All the great orbs of heaven, whether seen individually, each with its own glory, or seen in the constellations that men have named, or in the great masses in, to man, the far distant universe, have been made by Him in whom God has spoken to men. It was by the Son, and as Son, that God made them all; and they are upheld by His word, directed in their appointed course, each and all obeying the voice and word of Him that has come, in grace, to speak to men.

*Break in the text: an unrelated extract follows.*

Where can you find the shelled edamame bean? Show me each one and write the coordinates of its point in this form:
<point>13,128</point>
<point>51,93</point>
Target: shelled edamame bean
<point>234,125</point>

Coming nearer to us, the Son who created the vast worlds that populate the starry heavens, is also the Lord, the Jehovah of Israel, who made the earth for man’s habitation, and the heavens in which is the air that he breathes to sustain the life that God has given him. He is God’s Son, as presented in prophecy in Psalm 2, and in type in Solomon, of whom Jehovah said, “I will be to him a Father, and he shall be to me a son.” But He is also Jehovah their God, who is called THE SAME, in Psalm 102, the One who, in the beginning, created the heavens and the earth, as given to the Hebrews in Genesis 1.

To the Hebrews, the creator is God’s Son, the Same Jehovah who spoke to their fathers in earlier days, and who is now bringing to them in His own Person, the great salvation of which He spoke while on earth. To the church, the Creator is the Head of the body, the One in whom they have everything, so as to make them entirely independent of the philosophy and religion of the world, or any other imagined source of supply on earth or heaven; and to the world, the Creator has come as the light of life, to manifest eternal life, and has died as Son of Man, so that all who eat His flesh and drink His blood might have eternal life.